Executor Config Lost on Task Retry with Kubernetes Executor in Airflow 2.7.3
Apache Airflow version
2.7.3
What happened
I have encountered a bug where the executor_config for a task is lost when the task is retried. This issue occurs when using the Kubernetes Executor with Airflow version 2.7.3 deployed via the official Airflow Helm chart version 8.8.0.
The executor_config is lost during task retries and appears as an empty dictionary in the Airflow Rest API. This config only reappears and is applied correctly if the task instance details are accessed in the UI.
What you think should happen instead
The executor_config should persist and be applied consistently across all retries of a task without requiring intervention via the UI.
How to reproduce
- Configure a DAG with a task that includes specific settings in
executor_config. - Trigger the DAG and let the task fail to initiate a retry.
- Observe that on retry, the
executor_configis an empty dictionary when checked via the Airflow Rest API. - However, if I navigate to the task instance details in the Airflow UI and click on the task, the
executor_configreappears and is correctly applied to the retried task.
Operating System
apache/airflow:2.7.3-python3.10 docker image
Versions of Apache Airflow Providers
No response
Deployment
Official Apache Airflow Helm Chart
Deployment details
Apache Airflow Version: 2.7.3 Helm Chart Version: 8.8.0 (official Airflow Helm chart) Executor: Kubernetes Executor GKE
Anything else
It appears that the executor_config is being lost from the metadata database after the Kubernetes Executor terminates the pod. This results in the absence of the executor_config for tasks that are retried. Interestingly, I discovered a workaround to retrieve the executor_config: by accessing the task instance details in the Airflow UI. This behavior, however, is inconsistent and somewhat perplexing.
This issue suggests that while the executor_config is initially stored correctly, it somehow gets dissociated or removed from the task's metadata upon pod termination by the Kubernetes Executor.

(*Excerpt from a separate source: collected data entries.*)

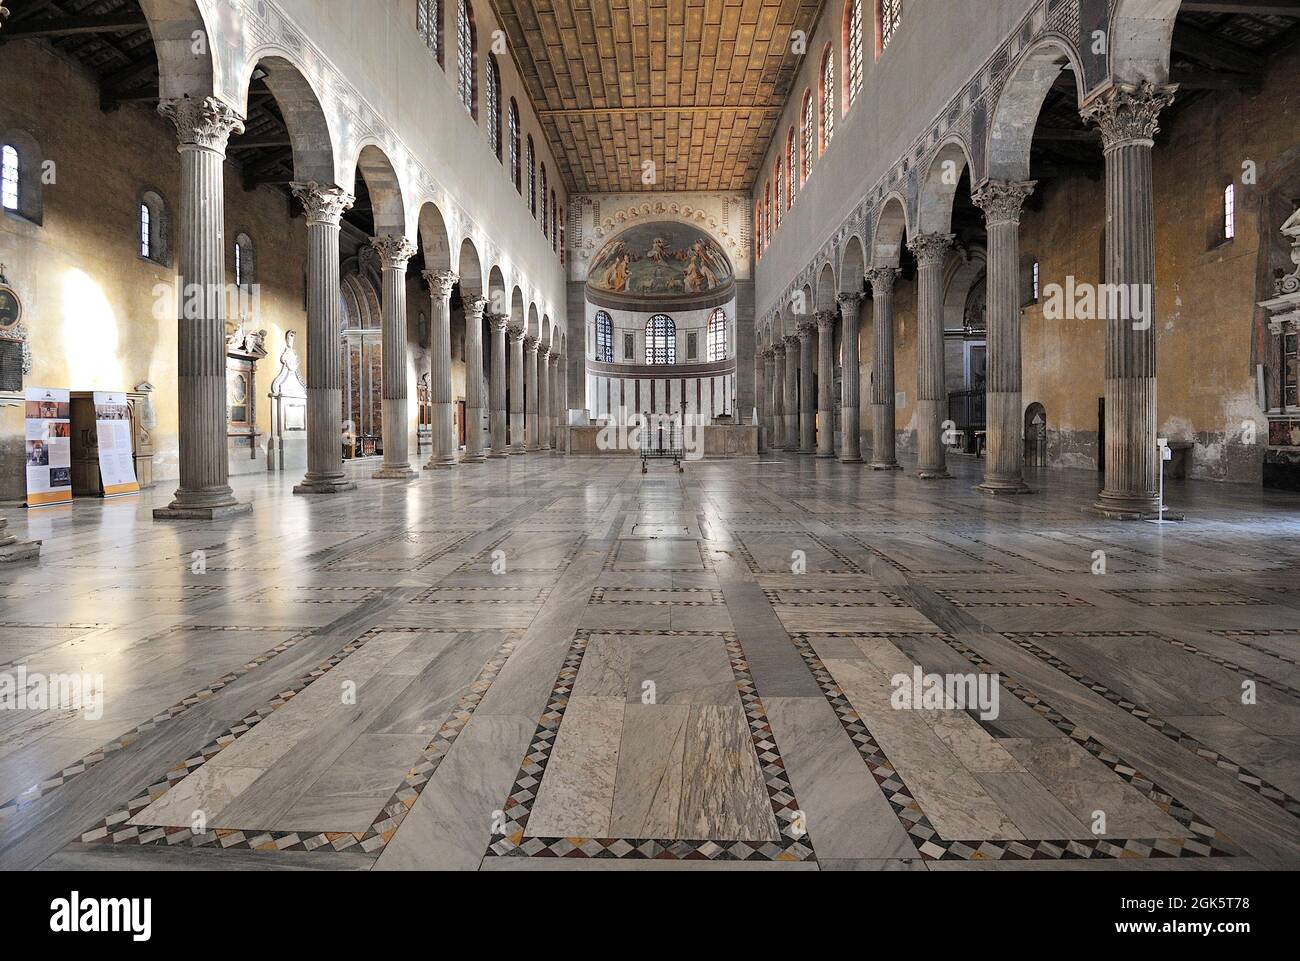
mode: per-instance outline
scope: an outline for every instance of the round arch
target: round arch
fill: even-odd
[[[912,236],[907,222],[907,204],[902,196],[891,193],[880,206],[876,228],[871,237],[871,266],[897,267],[903,256],[903,241]]]
[[[456,260],[456,274],[460,277],[462,297],[483,292],[483,268],[479,263],[478,250],[474,241],[466,237],[460,243],[460,255]]]
[[[844,253],[840,257],[840,293],[862,293],[866,275],[867,258],[862,246],[862,238],[854,234],[844,245]]]
[[[406,236],[406,204],[397,171],[383,149],[367,143],[357,153],[356,169],[370,191],[370,206],[375,220],[375,236]]]
[[[139,0],[158,55],[158,99],[166,103],[181,97],[201,100],[223,90],[221,65],[212,45],[194,49],[195,36],[212,37],[196,0]],[[244,88],[248,89],[245,78]],[[248,116],[247,97],[241,116]]]
[[[447,222],[433,201],[420,207],[417,224],[420,249],[424,252],[424,268],[434,273],[451,270],[451,242],[447,235]]]
[[[946,234],[952,229],[953,201],[962,174],[968,170],[973,171],[974,164],[966,144],[957,137],[949,138],[935,153],[921,180],[916,216],[918,233]]]
[[[1182,0],[1116,0],[1110,18],[1110,75],[1125,83],[1169,82],[1174,21]]]
[[[1061,71],[1074,73],[1076,102],[1083,104],[1083,71],[1068,42],[1044,37],[1023,54],[1011,70],[989,124],[988,177],[991,180],[1028,180],[1029,151],[1043,101]]]
[[[321,106],[321,98],[287,54],[265,50],[250,59],[240,86],[240,113],[248,115],[249,86],[259,70],[289,130],[294,179],[301,183],[325,185],[350,182],[353,171],[341,175],[338,170],[335,138]]]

The ability to recover this configuration via the UI indicates that the data may still exist but is not being correctly relayed or preserved for retries in the automated workflow.
Are you willing to submit PR?
- [ ] Yes I am willing to submit a PR!
Code of Conduct
- [X] I agree to follow this project's Code of Conduct
Can I be assigned this #36136 to work on please?
@MissTipo feel free to raise PR to solve this issue
Hi @buu-nguyen I've tried to reproduce your issue but I didn't manage to get the same results you are experiencing. I've used the following DAG:
from datetime import datetime, timedelta
from airflow import DAG
from kubernetes import client as k8s
from airflow.operators.python import PythonOperator
# Define default_args dictionary to specify the default parameters of the DAG
default_args = {
'owner': 'airflow',
'depends_on_past': False,
'start_date': datetime(2024, 1, 1),
'email_on_failure': False,
'email_on_retry': False,
'retries': 2,
'retry_delay': timedelta(minutes=5),
}
def print_greetings(ti, **kwargs):
import os
greetings = os.getenv('GREETING', "No greeting")
print(f"kwargs: {kwargs}")
print(f"ti: {ti}")
print(f"try number: {ti.try_number}")
if ti.try_number > 1:
print(f"Greeting: {greetings}")
else:
raise Exception("Error!")
# Define the DAG object with the specified parameters
dag = DAG(
dag_id='example_k8s_executor_dag',
default_args=default_args,
schedule_interval=None, # This DAG is triggered manually
)
# Define the BashOperator task that prints the greeting to stdout
print_greeting_task = PythonOperator(
task_id='print_greeting',
python_callable=print_greetings,
executor_config={
"pod_override": k8s.V1Pod(
spec=k8s.V1PodSpec(
containers=[
k8s.V1Container(
name="base",
env=[
k8s.V1EnvVar(
name="GREETING",
value="Hello World!"
),
],
),
]
)
)
},
dag=dag,
)
And after the first try (which failed), I managed to get the expected executor_config (with the custom environment variable I set) via the Airflow REST API (I've used the swagger UI).
I've tested the /dags/{dag_id}/dagRuns/{dag_run_id}/taskInstances & /dags/{dag_id}/dagRuns/{dag_run_id}/taskInstances/{task_id}
Can you please provide more insights about your issue? (your DAG, which endpoint you used, etc.)
This issue has been automatically marked as stale because it has been open for 14 days with no response from the author. It will be closed in next 7 days if no further activity occurs from the issue author.
I'm still working on this please
This issue has been automatically marked as stale because it has been open for 14 days with no response from the author. It will be closed in next 7 days if no further activity occurs from the issue author.
This issue has been closed because it has not received response from the issue author.